Thursday, July 6, 2017
Dyersburg Primary School recently completed its ‘Reading Rocks LitCamp’ for rising first- through third-graders. The camp ran through the month of June and placed an emphasis on literature.

BRANDON HUTCHESON

bhutcheson@stategazette.com

Throughout the month of June, Dyersburg Primary School hosted their ‘Reading Rocks LitCamp’, a summer day camp that places an emphasis on literacy through various fun activities and field trips.

To better fit the theme, DPS was transformed to look like a summer camp, complete with tents, ‘campfires’, and outdoor equipment.

The camp ran from 8 a.m. to 1 p.m., and students who participated were rising first- through third-graders.

“We had 45 students participate in this year’s program,” stated DPS Reading Recovery teacher and LitCamp director Jennifer Pruitt. “It is a 1 to 5 teacher ratio, so it’s 5 children per teacher. The whole camp, including activities, was centered around literature, reading and writing. Everything we did was literature-based.”

Pruitt mentioned that this was the first year for the Dyersburg City School System to host the LitCamp.

Many activities and crafts were scheduled based on literary works that were discussed in the classroom. Students created dream catchers on one occasion (above), and completed a nature scavenger hunt (below) after reading and discussing various books and lessons about the topics.

“This was our first year to do it, and we really didn’t have any kinks at all,” she said. “All of the teachers [that participated], except for one, are from DPS. One is from Dyersburg Middle School. When we went to training at the state they wanted it [the camp] to be [about] motivation. That was the No. 1 word that they wanted us to do for these children. They wanted the students to love reading to love writing. I think that the student’s attitude toward it has changed. It’s just experiencing literature and loving it.”

DPS was transformed to look like a summer camp, and students were referred to as campers. Unlike the normal school setting with chairs and desks, each room was transformed into its own campground with blankets and tents.

““It didn’t look like school,” stated Pruitt.

Activities, which were based off stories read or classroom lessons, included crafts such as dream catchers, sun catchers, creating s’mores in solar ovens, baking cookies from scratch by following a recipe, making ice cream, creating lava lamps, and others.

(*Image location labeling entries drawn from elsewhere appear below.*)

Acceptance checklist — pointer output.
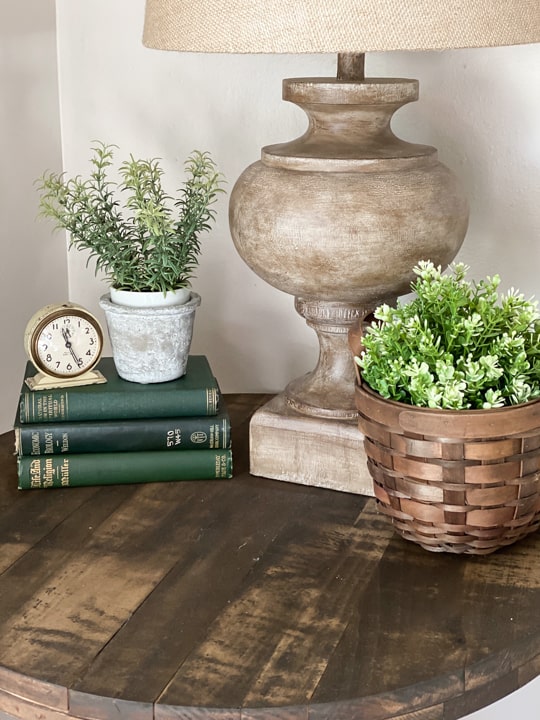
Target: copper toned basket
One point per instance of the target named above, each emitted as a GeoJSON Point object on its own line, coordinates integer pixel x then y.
{"type": "Point", "coordinates": [459, 481]}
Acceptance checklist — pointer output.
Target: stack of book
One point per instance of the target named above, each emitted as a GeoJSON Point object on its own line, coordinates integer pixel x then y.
{"type": "Point", "coordinates": [123, 432]}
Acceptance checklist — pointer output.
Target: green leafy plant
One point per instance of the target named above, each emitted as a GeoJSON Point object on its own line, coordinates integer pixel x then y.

Learning was not only limited inside the classroom. Many field trips were taken including a cafeteria tour (above) and a stop to see Dyersburg Mayor John Holden (below) at City Hall.

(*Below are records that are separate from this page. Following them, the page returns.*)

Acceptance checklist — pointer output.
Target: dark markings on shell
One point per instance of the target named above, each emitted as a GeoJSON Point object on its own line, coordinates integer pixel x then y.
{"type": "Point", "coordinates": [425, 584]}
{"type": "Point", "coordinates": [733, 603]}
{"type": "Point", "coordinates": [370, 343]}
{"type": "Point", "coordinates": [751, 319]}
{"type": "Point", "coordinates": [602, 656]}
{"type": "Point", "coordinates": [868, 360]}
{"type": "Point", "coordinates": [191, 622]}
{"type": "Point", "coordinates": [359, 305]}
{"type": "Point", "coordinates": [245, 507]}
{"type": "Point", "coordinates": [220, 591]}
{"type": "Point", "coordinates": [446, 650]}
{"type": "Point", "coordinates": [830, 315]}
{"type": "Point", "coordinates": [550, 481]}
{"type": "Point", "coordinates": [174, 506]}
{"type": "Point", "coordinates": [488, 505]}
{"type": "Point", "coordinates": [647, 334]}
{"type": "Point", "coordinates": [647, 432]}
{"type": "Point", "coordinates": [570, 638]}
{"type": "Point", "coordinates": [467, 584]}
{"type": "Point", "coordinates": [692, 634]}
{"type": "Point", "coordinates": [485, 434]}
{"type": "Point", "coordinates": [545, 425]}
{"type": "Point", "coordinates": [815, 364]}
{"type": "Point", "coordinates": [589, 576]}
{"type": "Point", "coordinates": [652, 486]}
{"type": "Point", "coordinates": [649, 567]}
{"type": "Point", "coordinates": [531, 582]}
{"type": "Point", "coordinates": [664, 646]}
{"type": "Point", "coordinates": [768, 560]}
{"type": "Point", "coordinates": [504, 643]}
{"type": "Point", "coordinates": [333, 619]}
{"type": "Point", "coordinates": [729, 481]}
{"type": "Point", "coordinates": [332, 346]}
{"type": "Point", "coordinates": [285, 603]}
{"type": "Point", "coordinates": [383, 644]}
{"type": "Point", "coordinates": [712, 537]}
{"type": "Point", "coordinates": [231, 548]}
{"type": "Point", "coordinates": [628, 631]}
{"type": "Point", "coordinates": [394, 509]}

The learning not only occurred inside the classroom. Students were also given opportunities to learn and grow outside of the school as well. After reading a nature book, students were led in a nature scavenger hunt. Many field trips were also taken including:

• The Dyersburg High School Ag Barn – DHS ag instructor Patsy Peckenpaugh talked with the students about the livestock at the barn, including market hogs, market lambs, and Katahdin sheep.

• Brad and Sandy Baker invited students to their home. Students learned about crops such as soybeans, corn, and cotton. They talked about various plants and what they became and how they are used.

• On a hayride, students went to see Red Angus cattle owned by Mr. and Mrs. Tom Bell and Mr. and Mrs. Tom Bell II. Students played old-fashioned games, ran sack and stick horse races, played apple toss and horse shoes.

• Students visited Donnie and Kenny Holland where they were shown farm equipment and how it works. They had lunch in the yard and made butter by shaking various ingredients in a mason jar. Students ate the butter they made on wheat crackers.

• Other places and people visited included McIver’s Grant Public Library and director of Youth and Children Services Vanessa Cain, Dyersburg Police Department, Dyersburg Fire Department, First Citizens National Bank, City Hall and Mayor John Holden’s office, Professional Development Center and Danny Walden, other LitCamps in Lauderdale County, and Discovery Park of America.

To end the program, a celebration cookout was held, with Dot Foods providing hot dogs and chips for the children. The children played outdoor games and multiple prizes were given away. Two lucky students won bicycles, donated by Dyersburg City School Board Chairman Dr. Scott Self, due to having perfect attendance.

All campers who attended were served two hot meals daily, breakfast and lunch.

Pruitt also added that each child was able to take home 21 books by the end of camp for their own personal library at home.

According to Pruitt, the camp was funded by the state, but the Dyersburg City School System picked up the extra cost for field trips, the feeding program, and transportation.

“Our goal was to motivate students that reading and writing can take you places and be fun as well as educational,” said Pruitt.

Dyersburg City Schools Director Neel Durbin added, “The Summer Literacy Camp has been motivational, educational and prepared students for a greater opportunity in academic success. Our students and teachers were excited throughout the program. They have developed better reading habits that will impact their academic development. These are great kids with bright futures.”